Impacts of varying cluster numbers on system performance

Figure 6b shows the relation between mean time required for VM creation and number of active clusters in a data center. The figure reveals the fact that, as the number of cluster increases, the capacity for creating new VMs for serving increasing number of user requests also increases. As a result, mean time for VM creation also increases for serving the additional user requests. Since our proposed VSA system recycles the created VMs, it can minimize the time for creating VMs and hence it can utilize the saved time to serve additional requests.
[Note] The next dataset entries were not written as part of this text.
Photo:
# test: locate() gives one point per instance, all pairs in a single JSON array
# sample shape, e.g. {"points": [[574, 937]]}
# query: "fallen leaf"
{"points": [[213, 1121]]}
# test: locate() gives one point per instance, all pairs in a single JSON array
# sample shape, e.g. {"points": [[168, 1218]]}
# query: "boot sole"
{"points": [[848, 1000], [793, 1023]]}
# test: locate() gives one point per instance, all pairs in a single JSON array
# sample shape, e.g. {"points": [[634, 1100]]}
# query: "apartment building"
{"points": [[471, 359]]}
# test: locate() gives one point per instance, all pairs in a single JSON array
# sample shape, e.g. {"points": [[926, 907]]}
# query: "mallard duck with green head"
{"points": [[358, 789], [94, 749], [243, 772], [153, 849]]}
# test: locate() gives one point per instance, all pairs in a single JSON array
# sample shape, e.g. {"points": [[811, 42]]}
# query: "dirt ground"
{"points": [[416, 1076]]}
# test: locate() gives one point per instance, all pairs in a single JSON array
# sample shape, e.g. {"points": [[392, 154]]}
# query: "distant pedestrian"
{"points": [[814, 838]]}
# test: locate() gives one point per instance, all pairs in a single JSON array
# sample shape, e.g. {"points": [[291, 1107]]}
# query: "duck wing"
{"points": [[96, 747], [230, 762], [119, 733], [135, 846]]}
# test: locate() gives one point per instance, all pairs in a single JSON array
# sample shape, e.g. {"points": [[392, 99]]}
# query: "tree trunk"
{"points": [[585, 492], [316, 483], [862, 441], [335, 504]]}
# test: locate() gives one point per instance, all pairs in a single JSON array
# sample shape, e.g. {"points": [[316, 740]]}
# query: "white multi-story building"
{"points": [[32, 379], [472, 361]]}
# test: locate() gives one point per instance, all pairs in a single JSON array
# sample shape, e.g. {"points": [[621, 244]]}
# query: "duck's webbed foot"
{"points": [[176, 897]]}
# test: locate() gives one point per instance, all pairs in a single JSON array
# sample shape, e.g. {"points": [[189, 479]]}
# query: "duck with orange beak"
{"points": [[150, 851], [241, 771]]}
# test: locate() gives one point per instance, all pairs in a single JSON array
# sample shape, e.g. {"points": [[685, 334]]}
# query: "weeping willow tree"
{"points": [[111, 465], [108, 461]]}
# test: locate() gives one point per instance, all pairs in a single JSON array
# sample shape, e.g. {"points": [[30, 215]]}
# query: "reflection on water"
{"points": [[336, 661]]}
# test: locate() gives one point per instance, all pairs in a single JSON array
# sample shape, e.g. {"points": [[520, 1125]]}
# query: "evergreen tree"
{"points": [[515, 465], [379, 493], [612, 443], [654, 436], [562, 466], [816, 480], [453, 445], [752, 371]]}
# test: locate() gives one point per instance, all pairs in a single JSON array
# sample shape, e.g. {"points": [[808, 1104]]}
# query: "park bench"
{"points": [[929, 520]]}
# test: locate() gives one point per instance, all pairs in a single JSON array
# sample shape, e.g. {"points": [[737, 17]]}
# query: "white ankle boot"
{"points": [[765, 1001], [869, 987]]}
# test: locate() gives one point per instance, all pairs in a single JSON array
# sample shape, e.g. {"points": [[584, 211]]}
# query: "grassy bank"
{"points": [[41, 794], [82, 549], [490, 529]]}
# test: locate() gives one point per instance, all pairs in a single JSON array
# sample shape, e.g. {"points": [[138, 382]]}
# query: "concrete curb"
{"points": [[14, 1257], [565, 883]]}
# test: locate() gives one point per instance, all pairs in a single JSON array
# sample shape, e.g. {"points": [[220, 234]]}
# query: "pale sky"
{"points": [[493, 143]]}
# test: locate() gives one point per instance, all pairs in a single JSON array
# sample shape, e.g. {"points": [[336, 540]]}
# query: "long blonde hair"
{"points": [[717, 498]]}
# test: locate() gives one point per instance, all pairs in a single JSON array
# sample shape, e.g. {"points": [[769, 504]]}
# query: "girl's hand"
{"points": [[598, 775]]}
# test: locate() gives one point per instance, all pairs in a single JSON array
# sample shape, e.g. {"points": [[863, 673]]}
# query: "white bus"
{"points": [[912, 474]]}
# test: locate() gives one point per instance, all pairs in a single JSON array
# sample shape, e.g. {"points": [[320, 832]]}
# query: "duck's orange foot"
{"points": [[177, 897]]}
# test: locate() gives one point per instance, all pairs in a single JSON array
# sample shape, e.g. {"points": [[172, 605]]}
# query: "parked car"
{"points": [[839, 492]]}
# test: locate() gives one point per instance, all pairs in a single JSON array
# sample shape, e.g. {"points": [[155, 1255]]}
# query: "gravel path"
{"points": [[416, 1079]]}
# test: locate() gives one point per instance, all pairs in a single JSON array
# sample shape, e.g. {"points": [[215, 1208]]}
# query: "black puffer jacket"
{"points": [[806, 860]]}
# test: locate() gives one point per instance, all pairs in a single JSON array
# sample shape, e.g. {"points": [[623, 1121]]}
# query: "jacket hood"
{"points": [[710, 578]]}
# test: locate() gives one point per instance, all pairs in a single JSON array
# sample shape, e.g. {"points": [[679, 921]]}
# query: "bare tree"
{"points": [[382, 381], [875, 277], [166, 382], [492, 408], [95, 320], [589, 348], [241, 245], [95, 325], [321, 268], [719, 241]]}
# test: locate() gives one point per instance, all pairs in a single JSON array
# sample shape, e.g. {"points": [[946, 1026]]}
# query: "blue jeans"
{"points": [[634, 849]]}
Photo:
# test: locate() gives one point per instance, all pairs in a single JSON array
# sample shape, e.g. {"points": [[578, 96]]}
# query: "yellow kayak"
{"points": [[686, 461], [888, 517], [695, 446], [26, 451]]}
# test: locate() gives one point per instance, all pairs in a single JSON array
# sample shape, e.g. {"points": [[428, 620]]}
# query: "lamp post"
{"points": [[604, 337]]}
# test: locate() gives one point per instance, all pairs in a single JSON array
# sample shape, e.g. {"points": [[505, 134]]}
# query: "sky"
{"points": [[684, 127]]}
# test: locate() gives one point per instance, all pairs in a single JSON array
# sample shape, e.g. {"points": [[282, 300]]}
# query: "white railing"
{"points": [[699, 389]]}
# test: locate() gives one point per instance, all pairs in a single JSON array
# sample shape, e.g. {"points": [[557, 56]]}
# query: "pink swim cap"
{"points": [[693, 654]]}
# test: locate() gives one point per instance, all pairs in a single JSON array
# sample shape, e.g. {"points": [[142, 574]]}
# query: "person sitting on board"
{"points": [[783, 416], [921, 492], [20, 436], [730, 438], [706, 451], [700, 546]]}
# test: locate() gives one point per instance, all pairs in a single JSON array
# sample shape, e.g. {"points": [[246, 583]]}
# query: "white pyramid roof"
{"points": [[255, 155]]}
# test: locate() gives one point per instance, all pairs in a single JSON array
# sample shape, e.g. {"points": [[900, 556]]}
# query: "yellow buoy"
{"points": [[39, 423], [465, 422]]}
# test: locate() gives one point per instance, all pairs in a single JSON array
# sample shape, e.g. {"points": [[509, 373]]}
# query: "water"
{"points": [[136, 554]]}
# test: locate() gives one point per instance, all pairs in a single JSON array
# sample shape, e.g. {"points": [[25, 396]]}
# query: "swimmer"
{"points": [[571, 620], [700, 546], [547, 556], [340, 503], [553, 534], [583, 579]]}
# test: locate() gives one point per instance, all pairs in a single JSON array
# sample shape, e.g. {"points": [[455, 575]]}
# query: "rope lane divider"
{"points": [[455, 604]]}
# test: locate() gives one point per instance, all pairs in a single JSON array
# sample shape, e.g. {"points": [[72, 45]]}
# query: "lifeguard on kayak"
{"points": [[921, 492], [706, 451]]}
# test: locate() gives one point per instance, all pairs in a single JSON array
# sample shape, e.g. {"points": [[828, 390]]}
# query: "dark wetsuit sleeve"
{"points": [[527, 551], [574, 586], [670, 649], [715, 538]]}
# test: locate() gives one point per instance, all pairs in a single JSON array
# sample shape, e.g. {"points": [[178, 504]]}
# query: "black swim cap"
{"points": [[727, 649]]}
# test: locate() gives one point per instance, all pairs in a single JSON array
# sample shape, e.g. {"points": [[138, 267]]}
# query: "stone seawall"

6.3.3 System performances during simulation period

Figure 7 shows the system performance for varying simulation period. In the Fig. 7a, the comparative study on percentage of request served with time among EHS, AVM and VSA systems is given. The figure reveals the fact that, more number of user requests get served in VSA system compared to AVM and EHS. This is due to the fact that, VM creation and deletion time in the VSA system can be eliminated and hence profit and user satisfaction get maximized.

Fig. 7
figure 7

Impacts of simulation time on served and migrated requests

In the Fig. 7b, the percentage of requests migrated to another cluster with time is presented. The performance comparison is again made among AVM, EHS and VSA systems. From the figure we can see that, less number of requests need to be migrated by applying VSA. During the peak hours, VSA serves more user requests which decreases the migration rate. As a result, user satisfaction along with resource utilization increases. Therefore, profit of CPs also rises.

6.4 Discussion

A simple modified version of our proposed VSA system can also operate in a self-adaptive mobile cloud computing system. In the mobile cloud, a number of mobile computing terminals create a temporary cluster and select a broker. The broker node runs the modified VSA system to decide dynamically whether to accept, reject or migrate a request.

This paper designs a QoS aware VM provisioning algorithm that adaptively schedules VMs among the available machines in an energy-efficient manner. We have used the response time, the average time required to serve a request, as the QoS parameter and methodologies have been developed to satisfy it.

User satisfaction increases in a CDC system if the SLA requirements are not violated. While allocating VMs, we consider system congestion and resource availability to receive new user requests. As a result, the VSA system can guarantee that the admitted requests are executed without violating SLA. Therefore, the QoS is increased by serving user requests faster than the time specified in the SLA.

7 Conclusion

This work explores the ways of reducing energy consumption costs while keeping user Service Level Agreements (SLAs) in a ubiquitous social multimedia cloud computing environment. A novel queuing model for customer requests and an energy-efficient scheduling mechanism for allocating VMs on physical servers are developed. The system components are designed to efficiently process the data from social media cloud applications that require heterogeneous services. Our performance evaluation, carried out in CloudSim, shows that the proposed VSA system achieves significant performance improvements in terms of user satisfaction, energy conservation, and system throughput in comparison to other related studies.